Theology

When Is a Couple Considered Married?

Author Robby Lashua Published on 06/04/2024

“When is a couple considered married? After the ceremony? When they sign the license? After sex? What verses support this?” High school students ask tough questions. This was one that came up recently during a Q&A with a local youth group.

According to Scripture, what constitutes a marriage? Do people have to get married legally, or can they just be “married in their hearts”? Thankfully, God’s Word has a lot to say about marriage, what it is, and when it starts.

Jesus gives great insight on marriage when talking with the Samaritan woman in John 4:16–18. “Go, call your husband and come here,” he says. “I have no husband,” she answers. Jesus responds, “You have correctly said, ‘I have no husband’; for you have had five husbands, and the one whom you now have is not your husband; this you have said truly.”

Notice how Jesus distinguishes between marriage and sex. A mere sexual relationship with someone doesn’t make a marriage.

As further evidence of this, fornication—sexual intercourse between people who aren’t married to each other—is condemned throughout the Bible (e.g., Mark 7:21, 1 Cor. 6:9). If sex is all that’s necessary to make a marriage, then Scripture wouldn’t condemn fornication. Sex between two unmarried people wouldn’t be sin; it would be the beginning of a marriage.

If sex isn’t what kicks off a marriage, what is? Thankfully, Jesus tells us. In Matthew 19:4–6, Jesus is asked about legitimate reasons for divorce. Here’s what he says:

Have you not read that He who created them from the beginning made them male and female, and said “For this reason a man shall leave his father and mother and be joined to his wife, and the two shall become one flesh”? So they are no longer two, but one flesh. What therefore God has joined together, let no man separate.

Here Jesus teaches four important facts about marriage. First, marriage is between one man and one woman—i.e., a heterosexual couple. Second, marriage means leaving one’s family of origin and establishing a new family with one’s spouse. Third, the man and the woman are joined in a “one-flesh” sexual union. Finally, marriage is a binding covenant no one should dissolve.

While all four of these points are important, it’s the last one that indicates when marriage begins. Marriage begins when a man and woman covenant before God to spend the rest of their life together.

The Old Testament is full of covenants. Most of them are covenants God made with mankind. The Abrahamic, Noahic, and Mosaic covenants all have something interesting in common. They involve a public pronouncement and certification of the pledge.

God made a covenant with Noah, his sons, and all living creatures not to flood the entire earth ever again. The declaration God made of this covenant is recorded in Genesis 9:1–17, and the certification of the covenant is the rainbow. Public pronouncement and covenant certification.

God covenanted with Abraham in Genesis 12 to make him into a great nation, to give his descendants a specific land, and to bless all the nations of the earth in him. God also certified the covenant with a ceremony recorded in Genesis 15:8–21 that made this a binding covenant. Public pronouncement and covenant certification.
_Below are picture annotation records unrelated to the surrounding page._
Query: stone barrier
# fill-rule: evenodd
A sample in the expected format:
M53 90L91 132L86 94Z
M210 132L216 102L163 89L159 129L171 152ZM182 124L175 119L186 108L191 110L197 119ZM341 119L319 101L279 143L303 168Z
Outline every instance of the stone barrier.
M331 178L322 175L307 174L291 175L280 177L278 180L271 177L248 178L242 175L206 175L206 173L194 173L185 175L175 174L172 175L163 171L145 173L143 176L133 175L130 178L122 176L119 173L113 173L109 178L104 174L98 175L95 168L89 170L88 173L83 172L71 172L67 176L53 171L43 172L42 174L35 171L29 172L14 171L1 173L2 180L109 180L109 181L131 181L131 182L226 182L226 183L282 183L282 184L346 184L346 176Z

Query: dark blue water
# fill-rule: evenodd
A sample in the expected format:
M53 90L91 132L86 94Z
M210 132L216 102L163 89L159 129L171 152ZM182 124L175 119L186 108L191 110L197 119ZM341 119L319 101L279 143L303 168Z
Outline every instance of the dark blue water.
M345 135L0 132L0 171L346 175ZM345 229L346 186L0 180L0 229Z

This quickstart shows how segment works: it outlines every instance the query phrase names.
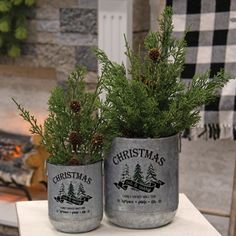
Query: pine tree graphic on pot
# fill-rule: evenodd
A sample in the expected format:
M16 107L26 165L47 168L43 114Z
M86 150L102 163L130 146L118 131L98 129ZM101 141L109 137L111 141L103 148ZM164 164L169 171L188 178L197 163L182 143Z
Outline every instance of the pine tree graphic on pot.
M186 87L179 79L186 43L172 37L171 8L164 10L159 26L159 32L146 36L142 54L126 42L129 68L96 50L111 142L104 169L105 213L112 223L128 228L171 222L178 208L180 133L199 121L198 108L230 79L223 71L212 80L205 73Z
M49 116L44 127L16 103L20 115L31 124L31 132L42 137L50 154L48 214L56 229L86 232L98 227L103 216L102 120L96 91L85 90L85 69L78 67L66 88L56 87L49 98Z

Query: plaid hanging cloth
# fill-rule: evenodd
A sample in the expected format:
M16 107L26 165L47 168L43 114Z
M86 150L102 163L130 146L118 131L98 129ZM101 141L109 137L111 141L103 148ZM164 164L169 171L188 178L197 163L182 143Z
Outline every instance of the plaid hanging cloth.
M174 36L185 30L187 55L182 79L221 68L236 76L236 0L166 0L173 8ZM189 139L236 139L236 80L220 91L216 101L201 108L200 123L185 132Z

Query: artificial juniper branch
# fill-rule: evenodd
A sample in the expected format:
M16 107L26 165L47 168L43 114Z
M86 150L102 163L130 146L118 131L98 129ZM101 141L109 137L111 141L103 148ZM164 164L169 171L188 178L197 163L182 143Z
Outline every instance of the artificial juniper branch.
M12 98L13 102L16 104L18 110L20 111L20 116L27 122L30 123L31 125L31 133L32 134L38 134L43 138L43 127L42 125L39 125L37 123L37 119L33 116L30 115L30 112L27 111L26 109L24 109L24 107L22 107L19 103L17 103L17 101Z

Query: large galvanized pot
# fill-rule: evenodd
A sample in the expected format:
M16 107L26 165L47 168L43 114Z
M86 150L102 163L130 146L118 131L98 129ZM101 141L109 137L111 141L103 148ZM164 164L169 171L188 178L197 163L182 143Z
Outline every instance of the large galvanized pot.
M105 213L127 228L169 223L178 207L179 135L115 138L105 161Z
M103 216L102 161L89 165L47 165L48 214L62 232L87 232Z

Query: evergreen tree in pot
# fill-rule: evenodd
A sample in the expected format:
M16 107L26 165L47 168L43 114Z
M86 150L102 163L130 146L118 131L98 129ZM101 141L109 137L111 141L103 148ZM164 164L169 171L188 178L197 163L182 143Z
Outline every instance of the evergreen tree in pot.
M20 115L31 132L42 137L48 159L49 218L63 232L86 232L96 228L103 215L102 118L98 117L100 84L85 91L85 69L69 75L67 88L56 87L48 101L44 127L23 106Z
M173 219L179 134L199 121L198 108L230 79L223 71L209 79L206 72L185 86L180 75L186 42L172 36L171 8L159 24L160 31L145 38L144 58L126 42L127 73L96 50L106 91L103 116L116 137L105 160L105 212L111 222L128 228L159 227Z

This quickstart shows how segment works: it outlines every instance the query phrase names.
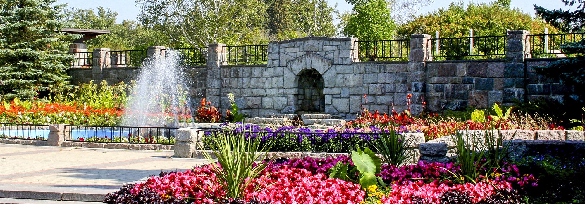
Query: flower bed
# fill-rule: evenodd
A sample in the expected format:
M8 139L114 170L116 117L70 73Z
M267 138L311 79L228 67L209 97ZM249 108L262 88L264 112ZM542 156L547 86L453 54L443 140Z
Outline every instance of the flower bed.
M418 164L397 167L386 165L379 174L388 189L376 186L362 189L359 184L329 178L328 171L338 162L349 163L347 157L316 159L280 159L267 168L265 176L253 179L245 198L270 203L491 203L519 202L526 187L536 185L531 175L521 175L512 164L506 164L490 178L476 183L456 183L449 179L456 163ZM108 203L137 203L150 198L160 203L213 203L226 199L209 166L185 172L161 173L146 182L130 184L109 194ZM259 188L257 191L254 189ZM188 199L186 199L188 198ZM507 203L507 202L501 202Z
M225 124L223 124L225 125ZM314 129L295 126L276 129L244 125L234 131L250 132L254 138L259 138L263 145L270 143L273 151L348 152L356 148L371 147L371 140L377 138L382 129L378 127L353 128L349 126ZM398 133L417 132L403 127L396 128ZM388 129L386 129L388 132ZM211 132L206 132L205 139L212 139Z

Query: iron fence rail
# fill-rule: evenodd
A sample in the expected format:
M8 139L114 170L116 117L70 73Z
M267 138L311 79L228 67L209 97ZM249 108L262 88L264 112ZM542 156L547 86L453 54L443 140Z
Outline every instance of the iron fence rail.
M356 41L360 61L405 61L408 59L410 40Z
M0 123L0 138L46 140L49 125Z
M65 125L68 141L143 144L173 144L178 128L180 128Z
M139 66L146 59L147 50L121 50L108 52L110 57L108 67Z
M238 132L236 130L202 129L204 140L212 143L213 136L218 133ZM357 148L374 149L371 140L378 137L378 133L350 132L292 132L284 131L254 132L243 131L247 136L262 140L261 145L270 143L271 151L350 152ZM208 142L205 143L206 148Z
M584 39L585 33L537 34L530 37L530 55L534 57L546 54L582 54L573 50L563 49L561 45L567 43L576 43Z
M507 36L431 38L431 57L447 60L470 57L503 58L506 54L507 38Z
M228 64L264 64L268 58L268 45L224 46L223 51Z
M68 52L73 55L73 61L71 62L72 69L91 68L94 63L94 52Z
M207 63L207 47L168 48L167 51L177 52L183 64L187 66L205 65ZM166 54L168 53L165 52Z

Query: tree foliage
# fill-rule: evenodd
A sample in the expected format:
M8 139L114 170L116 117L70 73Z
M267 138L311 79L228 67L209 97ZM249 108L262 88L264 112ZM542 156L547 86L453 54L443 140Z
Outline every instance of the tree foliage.
M346 0L353 5L352 12L343 24L343 33L360 40L393 38L396 25L390 16L390 9L384 0Z
M263 27L266 3L259 0L137 0L140 22L177 41L207 47L237 44Z
M567 6L578 3L577 10L573 12L562 10L546 10L535 5L536 14L542 19L564 31L578 31L585 26L585 13L583 6L585 1L562 0ZM560 46L561 50L567 53L580 53L575 58L568 58L550 62L549 66L537 67L536 72L552 79L559 80L569 87L573 87L575 93L583 99L585 89L585 40L567 43Z
M59 31L65 5L56 0L0 0L0 94L31 99L64 86L73 55L68 45L81 36Z
M118 14L109 8L98 7L97 10L97 14L92 9L71 9L66 12L66 19L75 23L74 28L110 30L109 34L85 41L90 50L98 48L112 50L143 49L147 46L174 45L164 33L136 22L124 20L122 23L116 23Z
M474 36L501 36L506 30L526 30L541 33L547 26L542 20L533 19L518 8L510 7L510 0L499 0L489 3L452 2L441 8L420 15L398 28L398 34L408 37L412 34L434 34L438 31L442 37L468 37L469 29ZM555 29L550 29L552 33Z
M565 32L580 31L585 26L585 0L562 0L566 6L573 6L576 3L575 11L570 10L547 10L534 5L536 15L543 20Z

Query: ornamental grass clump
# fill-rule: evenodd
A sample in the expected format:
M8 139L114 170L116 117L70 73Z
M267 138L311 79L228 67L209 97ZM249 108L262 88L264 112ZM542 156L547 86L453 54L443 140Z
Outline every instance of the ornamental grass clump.
M250 131L214 131L212 139L204 140L212 153L204 150L203 155L228 198L243 198L245 190L254 178L265 176L261 173L271 163L256 163L265 157L271 145L260 145L261 140L254 139L250 133ZM217 157L217 163L212 154Z
M382 128L378 138L370 142L381 155L383 163L400 167L413 156L407 152L407 148L411 146L414 139L407 138L406 134L398 133L391 126L388 127L388 132L384 129Z

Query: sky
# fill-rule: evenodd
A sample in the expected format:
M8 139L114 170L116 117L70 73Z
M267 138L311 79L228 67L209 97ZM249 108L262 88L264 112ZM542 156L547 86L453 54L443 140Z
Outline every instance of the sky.
M346 3L345 0L327 0L330 5L337 4L337 9L340 13L345 11L350 11L352 6L351 5ZM418 14L424 14L441 8L446 8L449 4L453 1L459 0L434 0L431 5L425 6L419 10ZM462 0L467 5L472 1ZM474 2L490 2L495 0L474 0ZM140 8L136 6L135 1L133 0L101 0L101 1L88 1L88 0L58 0L60 3L68 3L69 7L73 7L80 9L95 9L98 6L109 8L112 10L118 13L119 15L116 22L122 23L124 19L130 19L136 20L136 15L140 12ZM529 13L534 16L534 8L533 5L544 7L549 9L567 8L563 4L560 0L512 0L512 6L518 8L525 13ZM337 23L336 19L334 23Z

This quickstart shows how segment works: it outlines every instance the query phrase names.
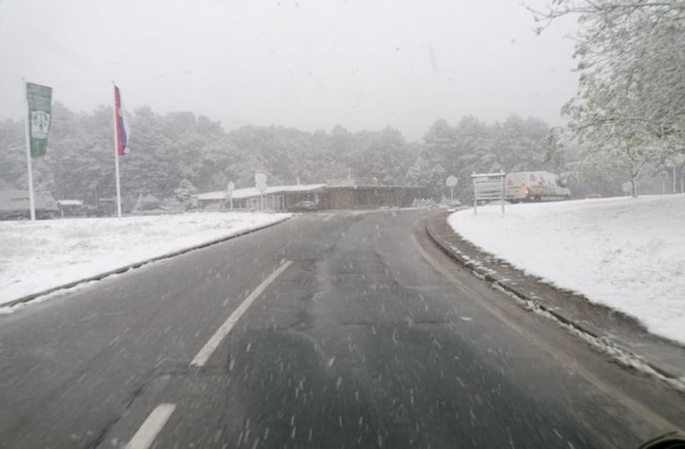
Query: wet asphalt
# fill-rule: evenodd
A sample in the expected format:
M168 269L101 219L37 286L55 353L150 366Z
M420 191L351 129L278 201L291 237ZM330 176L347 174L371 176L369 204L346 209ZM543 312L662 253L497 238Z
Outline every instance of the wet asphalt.
M432 213L305 214L0 316L0 448L123 447L160 404L164 448L630 448L684 425L682 396L441 257Z

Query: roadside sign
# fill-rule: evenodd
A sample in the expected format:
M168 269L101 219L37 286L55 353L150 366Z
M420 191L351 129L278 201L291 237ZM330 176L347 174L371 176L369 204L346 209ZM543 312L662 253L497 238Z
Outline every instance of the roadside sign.
M504 172L473 172L473 213L477 213L479 201L497 201L502 205L502 213L504 213Z
M261 193L266 192L266 172L255 172L255 187Z
M235 185L233 184L233 181L228 182L228 185L226 186L226 195L228 195L228 202L230 203L229 210L233 210L233 190L235 190Z

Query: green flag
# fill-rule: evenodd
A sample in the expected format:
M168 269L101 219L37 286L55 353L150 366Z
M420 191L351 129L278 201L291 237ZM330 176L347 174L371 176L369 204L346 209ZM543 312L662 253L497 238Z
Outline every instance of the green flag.
M26 83L29 103L29 137L31 157L45 155L52 118L52 88Z

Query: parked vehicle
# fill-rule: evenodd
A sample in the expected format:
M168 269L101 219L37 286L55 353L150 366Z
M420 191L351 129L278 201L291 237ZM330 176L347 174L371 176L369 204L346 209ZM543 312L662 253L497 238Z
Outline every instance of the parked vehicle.
M566 181L549 172L518 172L504 177L504 197L510 202L568 200Z
M315 212L318 209L318 205L313 201L298 201L288 210L290 212Z
M35 192L36 217L52 218L59 212L57 202L49 192ZM0 190L0 220L31 217L29 190Z

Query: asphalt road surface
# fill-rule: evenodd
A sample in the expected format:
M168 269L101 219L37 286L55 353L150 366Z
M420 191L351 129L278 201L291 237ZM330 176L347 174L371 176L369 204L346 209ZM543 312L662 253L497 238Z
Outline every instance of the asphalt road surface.
M303 215L0 316L0 447L631 448L685 427L682 395L445 257L430 213Z

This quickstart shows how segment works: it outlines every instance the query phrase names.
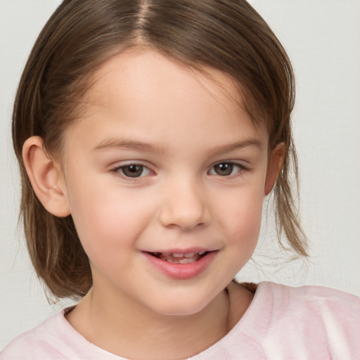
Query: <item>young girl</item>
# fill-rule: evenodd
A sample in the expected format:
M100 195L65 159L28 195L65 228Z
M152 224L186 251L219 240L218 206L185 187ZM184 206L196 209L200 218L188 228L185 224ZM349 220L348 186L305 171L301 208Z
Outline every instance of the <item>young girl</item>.
M65 0L14 108L22 215L39 276L82 298L10 359L359 359L360 300L233 279L274 192L294 207L289 60L240 0Z

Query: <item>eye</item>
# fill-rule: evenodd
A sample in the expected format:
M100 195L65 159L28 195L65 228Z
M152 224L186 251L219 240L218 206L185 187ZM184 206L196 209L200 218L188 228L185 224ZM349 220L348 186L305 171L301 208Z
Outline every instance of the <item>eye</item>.
M117 167L115 171L120 172L125 177L131 178L146 176L151 174L151 171L146 167L137 164L121 166Z
M244 167L234 162L219 162L209 171L210 175L229 176L234 175L244 169Z

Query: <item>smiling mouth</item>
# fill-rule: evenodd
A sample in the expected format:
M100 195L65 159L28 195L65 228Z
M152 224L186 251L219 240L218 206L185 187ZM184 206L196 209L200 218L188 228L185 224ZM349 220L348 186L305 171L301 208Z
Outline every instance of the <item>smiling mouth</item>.
M148 254L160 260L173 264L192 264L209 252L209 251L200 251L199 252L188 252L186 254L177 252L148 252Z

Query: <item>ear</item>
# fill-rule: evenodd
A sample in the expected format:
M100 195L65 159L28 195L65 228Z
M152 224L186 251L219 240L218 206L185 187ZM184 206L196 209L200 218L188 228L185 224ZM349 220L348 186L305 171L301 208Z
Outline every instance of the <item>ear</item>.
M45 209L56 217L70 215L61 166L46 153L40 136L26 140L22 159L32 188Z
M271 154L269 155L264 189L265 196L269 195L273 189L278 174L281 172L284 153L284 143L280 143L274 149Z

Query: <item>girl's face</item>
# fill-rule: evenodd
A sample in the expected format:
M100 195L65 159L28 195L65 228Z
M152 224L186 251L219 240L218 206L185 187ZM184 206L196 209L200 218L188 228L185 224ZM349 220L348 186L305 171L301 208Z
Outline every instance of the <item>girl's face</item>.
M65 195L104 297L195 314L252 254L268 136L207 70L215 82L151 51L117 56L65 131Z

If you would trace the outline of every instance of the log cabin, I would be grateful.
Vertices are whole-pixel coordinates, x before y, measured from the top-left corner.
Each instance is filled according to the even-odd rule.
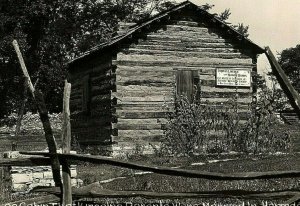
[[[186,1],[131,25],[69,63],[72,134],[80,145],[113,153],[142,145],[151,152],[164,135],[166,109],[177,94],[222,104],[239,94],[251,102],[257,57],[264,49]],[[244,78],[233,81],[230,75]]]

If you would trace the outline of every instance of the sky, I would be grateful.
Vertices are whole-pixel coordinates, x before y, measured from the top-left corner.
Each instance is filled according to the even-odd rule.
[[[300,44],[300,0],[190,0],[197,5],[215,5],[210,13],[230,9],[228,22],[249,25],[249,39],[274,54]],[[182,2],[178,0],[178,2]],[[264,55],[258,59],[263,73],[269,67]]]

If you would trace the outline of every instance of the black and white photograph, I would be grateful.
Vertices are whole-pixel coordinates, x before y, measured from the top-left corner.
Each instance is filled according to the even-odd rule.
[[[0,205],[300,206],[300,0],[0,0]]]

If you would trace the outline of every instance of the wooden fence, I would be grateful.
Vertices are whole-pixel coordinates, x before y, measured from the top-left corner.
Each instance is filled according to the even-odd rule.
[[[209,180],[254,180],[254,179],[272,179],[272,178],[298,178],[300,177],[300,171],[272,171],[272,172],[248,172],[248,173],[215,173],[194,171],[185,169],[174,169],[166,167],[147,166],[136,163],[124,162],[120,160],[114,160],[111,158],[105,158],[100,156],[91,155],[79,155],[70,154],[70,122],[69,122],[69,96],[71,85],[65,83],[64,91],[64,110],[63,110],[63,134],[62,134],[62,154],[57,153],[55,139],[50,127],[49,118],[47,115],[47,109],[45,108],[44,100],[39,92],[35,92],[34,87],[30,81],[30,77],[25,67],[22,55],[19,51],[17,42],[14,41],[13,45],[20,60],[21,68],[24,75],[28,79],[29,89],[33,98],[38,105],[38,111],[43,122],[46,142],[48,144],[49,153],[45,152],[21,152],[21,154],[32,155],[33,157],[15,159],[15,160],[1,160],[0,167],[2,166],[38,166],[38,165],[51,165],[53,178],[55,181],[55,187],[37,189],[35,192],[47,192],[49,195],[44,197],[38,197],[35,199],[22,200],[22,204],[42,204],[42,203],[54,203],[59,202],[63,205],[71,205],[72,198],[90,197],[90,198],[104,198],[104,197],[144,197],[144,198],[261,198],[261,199],[273,199],[273,198],[285,198],[289,200],[285,204],[291,204],[300,200],[300,190],[286,190],[286,191],[245,191],[245,190],[223,190],[223,191],[210,191],[210,192],[186,192],[186,193],[163,193],[163,192],[147,192],[147,191],[112,191],[104,190],[100,187],[99,183],[94,183],[82,188],[71,188],[70,184],[70,168],[71,161],[84,161],[96,164],[108,164],[112,166],[124,167],[135,170],[151,171],[157,174],[181,176],[189,178],[204,178]],[[271,51],[267,48],[267,56],[271,59],[274,66],[282,79],[282,82],[288,81],[285,78],[284,72],[281,72],[280,66],[276,64],[272,56]],[[295,93],[293,87],[290,84],[286,86],[289,91],[289,98],[293,100],[293,104],[299,111],[299,95]],[[62,176],[60,175],[60,165],[62,166]],[[61,181],[63,179],[63,181]],[[18,205],[21,202],[7,203],[6,205]]]
[[[248,172],[248,173],[216,173],[204,172],[185,169],[174,169],[167,167],[147,166],[136,163],[115,160],[111,158],[91,155],[79,154],[51,154],[46,152],[22,152],[25,155],[33,155],[37,157],[29,157],[23,159],[16,159],[14,161],[4,160],[0,162],[1,166],[16,166],[16,165],[45,165],[50,164],[50,159],[55,155],[59,162],[68,167],[68,163],[72,161],[84,161],[94,164],[108,164],[112,166],[124,167],[128,169],[151,171],[156,174],[181,176],[189,178],[203,178],[209,180],[254,180],[254,179],[273,179],[273,178],[299,178],[300,171],[273,171],[273,172]],[[65,191],[65,192],[62,192]],[[289,198],[285,204],[291,204],[300,199],[300,190],[282,190],[282,191],[246,191],[246,190],[221,190],[210,192],[186,192],[186,193],[170,193],[170,192],[148,192],[148,191],[112,191],[102,189],[100,183],[93,183],[82,188],[73,188],[66,183],[63,187],[40,188],[35,189],[34,192],[47,192],[50,195],[26,200],[28,203],[35,202],[36,204],[52,203],[62,201],[63,196],[71,198],[125,198],[125,197],[144,197],[144,198],[158,198],[158,199],[182,199],[182,198],[247,198],[247,199],[278,199]],[[64,195],[63,195],[64,194]],[[21,202],[24,202],[22,200]],[[18,204],[18,202],[10,203]]]

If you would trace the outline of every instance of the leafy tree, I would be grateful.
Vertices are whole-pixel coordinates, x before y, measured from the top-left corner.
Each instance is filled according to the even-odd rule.
[[[23,78],[11,42],[17,39],[30,76],[52,112],[61,111],[66,62],[109,40],[118,21],[138,21],[167,0],[1,0],[0,117],[18,108]],[[30,105],[30,104],[28,104]]]
[[[279,64],[289,77],[292,85],[300,92],[300,44],[280,53]]]
[[[226,21],[230,15],[231,15],[230,9],[225,9],[225,11],[223,11],[220,15],[218,15],[218,18],[221,21]]]
[[[172,0],[1,0],[0,118],[19,107],[24,90],[13,39],[48,108],[58,112],[71,58],[113,37],[119,21],[137,22],[173,5]],[[229,15],[225,10],[220,16],[225,20]]]
[[[238,25],[234,25],[233,28],[235,28],[244,37],[249,36],[249,33],[248,33],[249,26],[245,26],[243,23],[239,23]]]

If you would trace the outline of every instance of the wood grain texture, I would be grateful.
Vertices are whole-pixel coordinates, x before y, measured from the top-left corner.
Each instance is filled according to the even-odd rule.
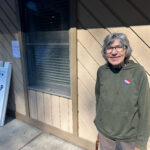
[[[36,91],[28,90],[29,96],[29,108],[30,108],[30,117],[32,119],[38,119],[38,108],[37,108],[37,99]]]
[[[69,131],[69,100],[60,97],[60,126],[64,131]]]
[[[43,93],[45,123],[52,125],[52,95]]]
[[[44,96],[42,92],[36,92],[38,120],[45,122]]]
[[[60,100],[58,96],[52,96],[52,122],[56,128],[61,127],[60,123]]]

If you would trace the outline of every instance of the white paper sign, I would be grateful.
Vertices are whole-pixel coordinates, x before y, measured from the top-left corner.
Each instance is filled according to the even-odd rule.
[[[13,52],[13,57],[20,58],[19,41],[12,41],[12,52]]]

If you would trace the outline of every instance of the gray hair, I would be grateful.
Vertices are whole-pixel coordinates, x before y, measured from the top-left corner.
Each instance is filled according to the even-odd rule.
[[[101,50],[102,56],[104,57],[104,59],[107,61],[106,58],[106,49],[108,46],[110,46],[115,40],[118,40],[122,46],[126,47],[126,56],[125,56],[125,63],[128,62],[130,56],[131,56],[131,52],[132,49],[130,47],[129,44],[129,40],[127,38],[127,36],[123,33],[112,33],[106,36],[105,40],[104,40],[104,44]]]

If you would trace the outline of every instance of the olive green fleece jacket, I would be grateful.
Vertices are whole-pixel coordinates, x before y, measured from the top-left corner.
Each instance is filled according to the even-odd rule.
[[[150,131],[150,90],[144,68],[132,60],[121,69],[97,71],[96,117],[99,132],[118,141],[135,141],[146,150]]]

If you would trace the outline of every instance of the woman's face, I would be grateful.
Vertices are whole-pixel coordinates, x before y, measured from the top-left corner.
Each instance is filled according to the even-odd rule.
[[[126,48],[119,42],[119,40],[115,40],[106,49],[107,61],[114,67],[124,63],[125,56]]]

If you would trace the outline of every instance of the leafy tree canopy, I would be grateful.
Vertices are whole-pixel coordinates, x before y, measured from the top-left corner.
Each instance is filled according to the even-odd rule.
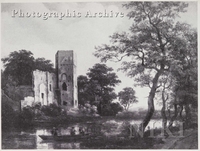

God made a covenant with Moses and all the Israelites at Mt. Sinai (Ex. 19–20). Moses went up to Mt. Sinai and received covenant instructions from the Lord written on two stone tablets to document the covenant for the people. Public pronouncement and covenant certification.

In each covenant, there is a public declaration with a certification of the promises. The same is true for marriage. What makes a marriage isn’t sex. It isn’t even love. It’s commitment. Marriage begins with a man and woman creating a covenant with a public vow of lifelong faithfulness accompanied by certification of their promise. This covenant isn’t principally before a state or a country, but before God.

God wants marriage to be a covenant between a man and a woman who legally and publicly promise to be joined together as one for the rest of their lives, and there should be covenant certification. But we must also recognize that we’re making these vows before our Maker. What God has joined together, let no man separate.